Até o presente, as observações que apontam para o estado de flow o definem como um estado subjetivo que envolve as seguintes características: 1. Concentração intensa e dirigida naquilo que se está fazendo no momento; 2. Fusão de ação e consciência; 3. Perda da autoconsciência reflexiva, ou seja, perda da consciência de si mesmo como ator social; 4. Sensação de poder controlar as próprias ações, sentindo segurança de poder responder a tudo que aconteça a seguir; 5. Distorção da experiência temporal (sensação de que o tempo passou mais rapidamente do que o normal); 6. Experiência da atividade como sendo intrinsecamente gratificante, a ponto do resultado final ser apenas um efeito colateral do processo.

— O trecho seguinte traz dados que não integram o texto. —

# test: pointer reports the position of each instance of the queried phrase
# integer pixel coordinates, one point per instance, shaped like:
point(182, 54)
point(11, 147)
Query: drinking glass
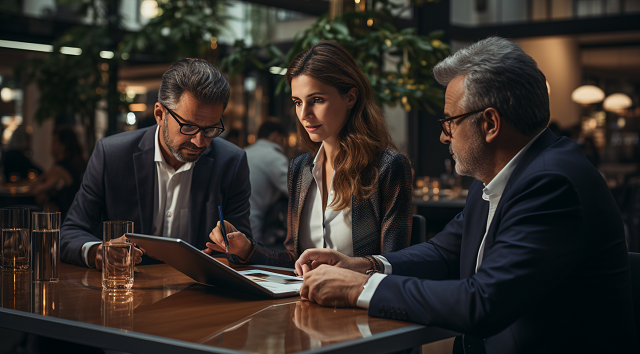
point(117, 264)
point(115, 229)
point(45, 239)
point(16, 246)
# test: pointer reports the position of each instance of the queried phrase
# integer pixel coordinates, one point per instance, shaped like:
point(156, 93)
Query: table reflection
point(166, 304)
point(46, 298)
point(16, 290)
point(117, 309)
point(312, 319)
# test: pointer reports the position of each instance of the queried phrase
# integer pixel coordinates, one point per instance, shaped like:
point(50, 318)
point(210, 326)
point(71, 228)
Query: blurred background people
point(61, 182)
point(268, 168)
point(16, 161)
point(351, 190)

            A absorção, ou seja, o flow presente nessas experiências momentâneas de alto rendimento envolve basicamente uma intencionalidade da atenção. Em virtude da concentração intensa e do envolvimento exigidos para a atividade, ocorre uma fusão entre ação e consciência, em que a última encontra o seu fluxo genuíno na ação criativa, produzindo, assim, uma subtração da atenção voltada para o eu. O flow surge no momento em que o eu é completamente apagado do cenário da consciência. Pela ausência de crítica e preocupação com o próprio desempenho, somado a uma postura de mindfulness, caracterizada pela ausência de julgamento, a consciência se expande em direção ao flow profundo. Durante o tempo que passa absorvido nesse estado criativo, o envolvido tem sua percepção temporal distorcida por parte da consciência, pois, ao contrário da sensação experimentada em um estado de tédio, supõe que as horas passaram sem se dar conta deste fato. No dizer dos poetas, o tempo cronológico (objetivo) é superado pelo tempo kairológico (subjetivo, tempo do coração) em razão da experiência de deleite realizada. 

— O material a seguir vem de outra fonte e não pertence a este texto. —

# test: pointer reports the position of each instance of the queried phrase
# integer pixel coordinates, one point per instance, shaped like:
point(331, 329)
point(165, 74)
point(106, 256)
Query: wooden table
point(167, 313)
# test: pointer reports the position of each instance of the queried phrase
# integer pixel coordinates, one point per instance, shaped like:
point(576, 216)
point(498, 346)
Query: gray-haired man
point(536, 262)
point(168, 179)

            Pesquisas longitudinais sobre flow levaram os observadores a constatar que sua ativação está diretamente relacionada às conquistas nos estudos, no trabalho e nos esportes. Csikszentmihalti e colaboradores (1993) observaram o desenvolvimento de adolescentes talentosos durante o ensino médio, e constataram que o compromisso com uma área de talento desde os sete anos se impõe paulatinamente pela identificação dessa área como fonte de flow aos 13 anos. As conclusões que surgem dessas pesquisas sugerem que a força de compromisso, a persistência e as conquistas realizadas pelos adolescentes estão diretamente vinculadas às experiências anteriores de flow. As recompensas intrínsecas desse estado de absorção estimulam não apenas a persistência em torno de uma determinada atividade, mas também a autoconfiança que se desenvolve a partir dela, promovendo uma boa autoestima.

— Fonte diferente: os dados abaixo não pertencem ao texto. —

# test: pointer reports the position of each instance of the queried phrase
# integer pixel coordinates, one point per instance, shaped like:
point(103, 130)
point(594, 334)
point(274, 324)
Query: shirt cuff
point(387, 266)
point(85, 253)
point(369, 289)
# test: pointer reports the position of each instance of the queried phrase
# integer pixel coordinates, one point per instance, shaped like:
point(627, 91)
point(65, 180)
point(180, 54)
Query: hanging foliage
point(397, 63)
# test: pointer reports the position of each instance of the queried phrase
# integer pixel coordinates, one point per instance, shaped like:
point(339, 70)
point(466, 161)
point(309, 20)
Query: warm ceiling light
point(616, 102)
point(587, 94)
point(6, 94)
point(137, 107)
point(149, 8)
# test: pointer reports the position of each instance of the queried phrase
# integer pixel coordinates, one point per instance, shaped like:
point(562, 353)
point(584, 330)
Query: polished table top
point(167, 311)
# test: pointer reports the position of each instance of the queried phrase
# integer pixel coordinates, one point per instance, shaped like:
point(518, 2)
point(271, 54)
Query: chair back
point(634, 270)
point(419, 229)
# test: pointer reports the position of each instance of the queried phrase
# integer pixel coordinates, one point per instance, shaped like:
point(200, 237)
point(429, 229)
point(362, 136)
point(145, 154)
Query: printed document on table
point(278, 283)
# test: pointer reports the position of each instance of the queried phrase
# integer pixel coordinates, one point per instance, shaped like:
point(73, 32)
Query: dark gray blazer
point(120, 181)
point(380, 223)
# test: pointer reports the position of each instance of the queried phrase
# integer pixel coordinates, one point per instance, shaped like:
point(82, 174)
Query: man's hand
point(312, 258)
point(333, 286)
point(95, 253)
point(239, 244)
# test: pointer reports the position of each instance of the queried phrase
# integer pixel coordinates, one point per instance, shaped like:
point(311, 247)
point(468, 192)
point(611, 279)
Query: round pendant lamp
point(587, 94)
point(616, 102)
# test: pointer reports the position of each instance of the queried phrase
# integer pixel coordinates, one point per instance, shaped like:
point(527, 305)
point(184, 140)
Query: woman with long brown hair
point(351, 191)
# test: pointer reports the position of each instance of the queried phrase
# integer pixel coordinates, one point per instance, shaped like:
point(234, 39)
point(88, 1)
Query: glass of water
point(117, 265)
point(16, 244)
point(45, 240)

            O conceito de “personalidade autotélica” vincula-se intrinsecamente ao estado recorrente de flow, pois seu desenvolvimento emerge do envolvimento experimentado em situações que demandam altas habilidades e desafios. Nos estudos psicológicos para adolescentes norte-americanos, esse perfil de personalidade se relaciona a estados afetivos positivos, como também à qualidade de objetivos pessoais em que o foco amadurece com clareza a partir do talento. Não é esperada a afirmação “eu quero ser famoso” em uma personalidade autotélica. Ao contrário, sua expressão tende a se caracterizar como “quero ser um talentoso desenhista”; “quero dominar essa arte ou habilidade”.

Em pesquisa realizada com adultos norte-americanos, Abuhamdeh (2000) observou que, quando comparada com pessoas que não apresentam tais características, a personalidade autotélica opta por situações nas quais o seu crescimento é estimulado, envolvendo-se em todas as oportunidades capazes de desafiar suas habilidades. Outra constatação é de que tais circunstâncias tendem a apresentar baixo estresse, pois os envolvidos mantêm seu interesse no quadrante de fluxo (flow).

Como o estado de flow promove recompensas intrínsecas para a saúde mental, um dos objetivos da Psicologia Positiva é ajudar as pessoas a identificar as atividades que estimulem o flow, mediante duas perspectivas que perpassem suas rotinas: 1. Encontrar e dar forma a atividades e ambientes que conduzam mais a experiências de flow e 2. Identificar características pessoais, áreas de interesse e habilidades de atenção que possam ser aprimoradas para aumentar as probabilidades de flow.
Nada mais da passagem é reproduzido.